In the midst of all this chaos, the head of the medical team, convinced that this was an outbreak of mass hysteria, convened an impromptu news conference, convinced skeptical parents of the problem, and took decisive action to stand down the “emergency”. The rescue teams left, the kids started recovering and things were back to normal in relatively short order.

So what’s needed to “treat” these cases (after other reasonable causes have been excluded) could mostly be a firm hand and rejection of bullshit explanations by people with axes to grind (such as Erin Brockovitch). Endless investigations and finger-pointing don’t help the sick kids.

*the trigger case, a girl named Sandy, was a popular student who had a respiratory illness. The others who popped up with the same symptoms were experiencing mass hysteria.
**the “funny odor” in the school was from a harmless adhesive used to put down new carpets.

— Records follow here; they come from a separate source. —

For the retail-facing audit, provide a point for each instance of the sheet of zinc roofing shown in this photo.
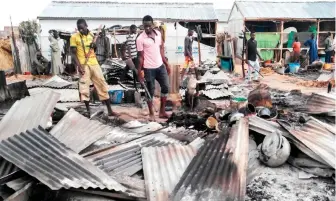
(218, 171)
(302, 10)
(78, 132)
(163, 167)
(28, 113)
(42, 156)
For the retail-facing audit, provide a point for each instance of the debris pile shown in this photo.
(6, 58)
(206, 153)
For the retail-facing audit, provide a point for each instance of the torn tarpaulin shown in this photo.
(218, 171)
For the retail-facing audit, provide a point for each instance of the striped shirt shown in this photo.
(130, 42)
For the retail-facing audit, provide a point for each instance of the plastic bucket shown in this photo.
(294, 67)
(116, 96)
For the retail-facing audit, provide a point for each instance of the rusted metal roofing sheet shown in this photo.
(78, 132)
(6, 168)
(265, 127)
(28, 113)
(322, 103)
(163, 167)
(126, 159)
(42, 156)
(319, 137)
(67, 95)
(56, 82)
(218, 171)
(129, 10)
(287, 9)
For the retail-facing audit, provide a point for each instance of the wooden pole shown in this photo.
(281, 38)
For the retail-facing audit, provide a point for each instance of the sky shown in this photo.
(21, 10)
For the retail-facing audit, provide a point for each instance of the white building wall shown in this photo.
(222, 27)
(174, 45)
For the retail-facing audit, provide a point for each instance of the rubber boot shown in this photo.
(109, 109)
(151, 110)
(163, 114)
(87, 105)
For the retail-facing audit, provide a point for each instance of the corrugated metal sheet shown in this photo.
(264, 127)
(319, 137)
(216, 93)
(42, 156)
(125, 159)
(123, 10)
(28, 113)
(222, 14)
(67, 95)
(164, 166)
(287, 9)
(322, 103)
(78, 132)
(218, 171)
(183, 134)
(122, 134)
(6, 168)
(56, 82)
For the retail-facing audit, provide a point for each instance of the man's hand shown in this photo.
(141, 76)
(93, 45)
(81, 70)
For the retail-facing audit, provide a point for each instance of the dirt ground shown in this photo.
(283, 184)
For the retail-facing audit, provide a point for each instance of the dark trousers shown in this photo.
(328, 56)
(159, 74)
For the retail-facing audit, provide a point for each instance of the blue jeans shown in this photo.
(160, 74)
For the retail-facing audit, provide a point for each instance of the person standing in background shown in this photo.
(56, 62)
(81, 44)
(296, 49)
(312, 48)
(251, 57)
(188, 58)
(328, 42)
(103, 50)
(152, 60)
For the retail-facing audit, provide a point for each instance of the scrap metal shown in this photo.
(56, 82)
(28, 113)
(322, 103)
(126, 159)
(218, 171)
(78, 132)
(164, 166)
(66, 95)
(318, 137)
(42, 156)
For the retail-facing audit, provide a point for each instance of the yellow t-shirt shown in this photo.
(75, 41)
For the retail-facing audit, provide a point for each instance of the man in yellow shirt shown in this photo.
(81, 44)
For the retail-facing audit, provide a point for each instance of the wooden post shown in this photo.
(281, 38)
(318, 33)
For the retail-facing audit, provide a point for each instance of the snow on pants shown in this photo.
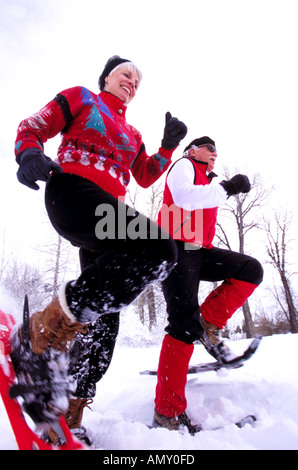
(116, 267)
(241, 274)
(92, 352)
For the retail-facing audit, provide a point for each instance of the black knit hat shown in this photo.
(112, 63)
(200, 141)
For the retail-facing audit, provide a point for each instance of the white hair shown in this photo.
(130, 66)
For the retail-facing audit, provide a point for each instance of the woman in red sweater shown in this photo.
(98, 152)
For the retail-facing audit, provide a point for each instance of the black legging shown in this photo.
(91, 353)
(181, 286)
(115, 268)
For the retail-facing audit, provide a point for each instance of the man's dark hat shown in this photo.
(112, 63)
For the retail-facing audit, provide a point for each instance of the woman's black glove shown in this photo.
(35, 165)
(174, 132)
(237, 184)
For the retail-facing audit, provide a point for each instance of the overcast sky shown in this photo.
(227, 68)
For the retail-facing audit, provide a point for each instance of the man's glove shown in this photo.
(237, 184)
(174, 132)
(35, 165)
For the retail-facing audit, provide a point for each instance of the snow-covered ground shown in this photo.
(266, 386)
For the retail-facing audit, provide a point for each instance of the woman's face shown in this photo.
(123, 82)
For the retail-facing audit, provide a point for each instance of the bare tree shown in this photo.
(243, 210)
(150, 299)
(278, 246)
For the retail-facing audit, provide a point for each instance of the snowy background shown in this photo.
(228, 69)
(267, 386)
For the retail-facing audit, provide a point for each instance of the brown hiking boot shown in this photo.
(214, 344)
(54, 327)
(39, 353)
(73, 418)
(175, 423)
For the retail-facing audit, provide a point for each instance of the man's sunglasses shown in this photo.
(210, 147)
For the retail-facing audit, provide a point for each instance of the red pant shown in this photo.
(240, 274)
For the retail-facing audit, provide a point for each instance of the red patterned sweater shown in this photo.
(97, 142)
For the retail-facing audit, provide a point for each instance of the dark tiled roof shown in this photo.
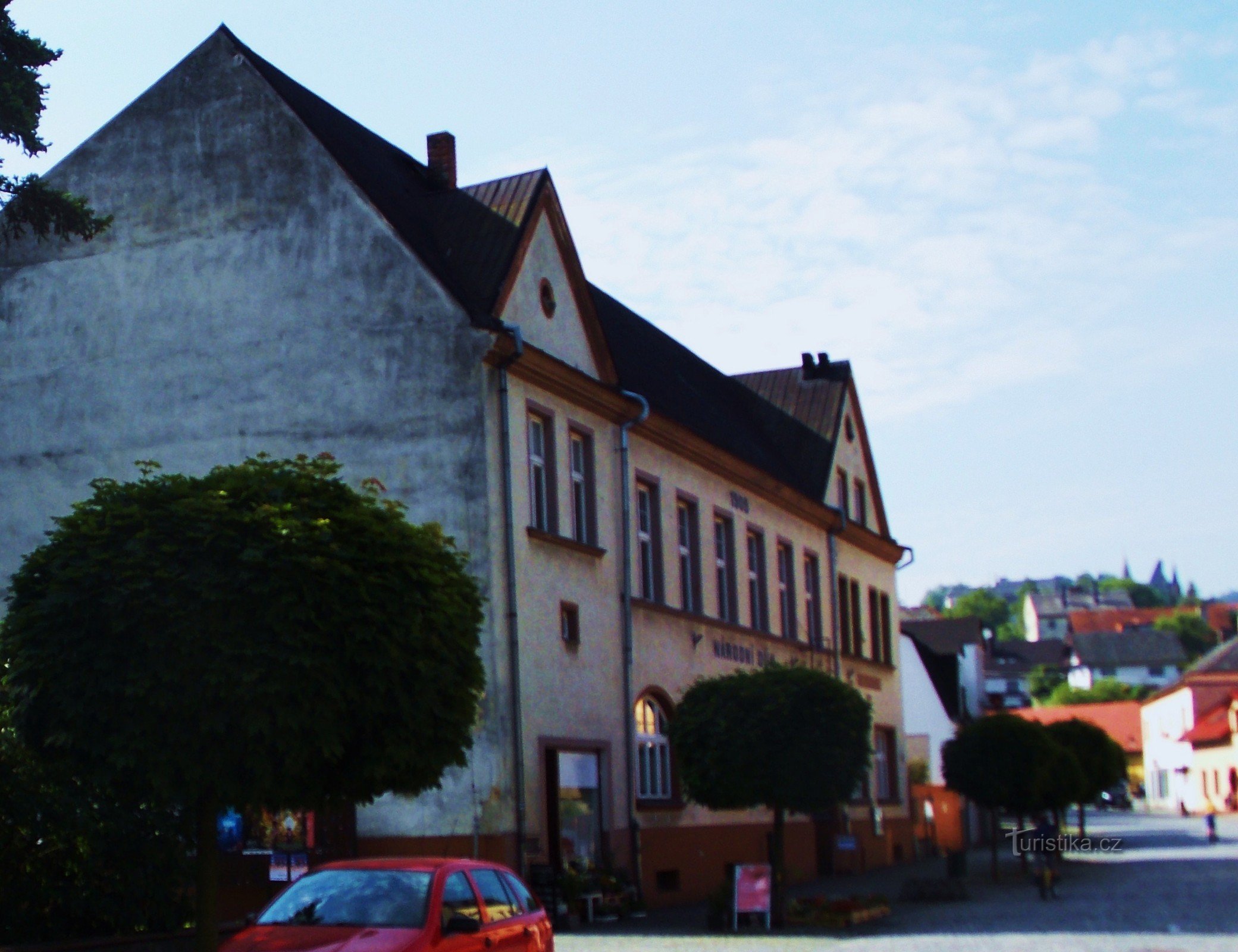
(945, 635)
(815, 402)
(701, 397)
(1018, 657)
(1133, 647)
(466, 244)
(1221, 659)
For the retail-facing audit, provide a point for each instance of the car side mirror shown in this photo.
(461, 925)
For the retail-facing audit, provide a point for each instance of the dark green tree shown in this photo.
(735, 750)
(79, 859)
(999, 763)
(991, 608)
(32, 203)
(1099, 756)
(262, 635)
(1194, 633)
(1043, 681)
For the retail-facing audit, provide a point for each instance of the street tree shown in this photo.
(261, 635)
(735, 750)
(999, 763)
(30, 202)
(1099, 756)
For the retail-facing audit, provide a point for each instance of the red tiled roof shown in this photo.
(1116, 619)
(1214, 726)
(1120, 719)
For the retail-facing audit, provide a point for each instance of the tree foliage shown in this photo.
(80, 859)
(1194, 633)
(786, 738)
(33, 203)
(262, 635)
(982, 603)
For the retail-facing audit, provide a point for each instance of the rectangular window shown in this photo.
(857, 621)
(845, 616)
(887, 635)
(649, 539)
(539, 472)
(687, 527)
(570, 623)
(813, 598)
(584, 497)
(758, 590)
(861, 503)
(875, 625)
(725, 567)
(786, 591)
(884, 764)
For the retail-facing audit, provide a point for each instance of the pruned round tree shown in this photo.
(1001, 763)
(261, 635)
(1101, 758)
(785, 738)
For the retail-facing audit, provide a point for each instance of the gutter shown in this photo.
(509, 545)
(628, 700)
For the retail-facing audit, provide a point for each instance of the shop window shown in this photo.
(653, 751)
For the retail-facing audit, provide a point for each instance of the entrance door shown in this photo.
(576, 807)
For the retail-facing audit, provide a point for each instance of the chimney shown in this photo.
(441, 156)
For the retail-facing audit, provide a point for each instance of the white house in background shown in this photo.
(1046, 616)
(1168, 715)
(942, 684)
(1140, 656)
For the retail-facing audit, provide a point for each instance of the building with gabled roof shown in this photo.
(280, 279)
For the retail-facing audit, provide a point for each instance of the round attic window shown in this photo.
(546, 293)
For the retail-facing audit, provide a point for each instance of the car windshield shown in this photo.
(375, 898)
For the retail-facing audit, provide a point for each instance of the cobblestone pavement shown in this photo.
(1165, 891)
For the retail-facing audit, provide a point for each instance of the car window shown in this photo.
(526, 900)
(375, 898)
(498, 903)
(460, 899)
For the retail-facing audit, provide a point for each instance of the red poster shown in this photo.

That was something touched upon in the article - how the student population at the high school was being split between healthy kids, kids who were perceived to be totally faking their illness and kids that felt the need to prove that they truly were sick… not a situation that will lead to a cure of this conversion disorder.

I’m convinced that this is a real illness - but a mental illness, not one caused by drugs, toxins or an outside source. I don’t think anyone is really faking (at least not the girls in the core group being treated), but perhaps accepting that they don’t have to prove that they are sick will be sufficient to start to heal.

For their sake, I hope so, and I hope outsiders are more respectful than to go around saying “Ha, bullshit!”

No it wasn’t. It had about two pages at most of useful information and was padded and bloated with all kinds of touchy-feely nonsense.

I was thinking on the first page that it was some form of group hysteria, so unless they would ultimately demonstrate it was something else, the last nine pages were mostly a waste.

And the writer didn’t draw any conclusions – there was an implication that it was all psychosomatic, but I think she wouldn’t say it outright out of fear of offending that community.

I’m thinking that that might be the case too. And to me, that’s far more fascinating than a toxin.

In the NY Times article, some of the kids start to get better while being treated with antibiotics by a doctor who is convinced that they have an infection. The article suggests that their improvement might be due to the placebo affect.

The idea of an actual mental condition being contagious or virulent is interesting as well.

It is, and it happens far more often, but in subtler ways, than you might think. A psychologist friend wanted to do a study about how an entire nation can dissociate.

There was a student I knew who had some compulsive behaviours around getting her work done. She was doing a very demanding course and was being compelled to put in 18 hours a day every day. One day she woke up with a paralysed right hand – so she couldn’t write any more. There’s a bit more to the story but it sounds like this would have been a conversion disorder then.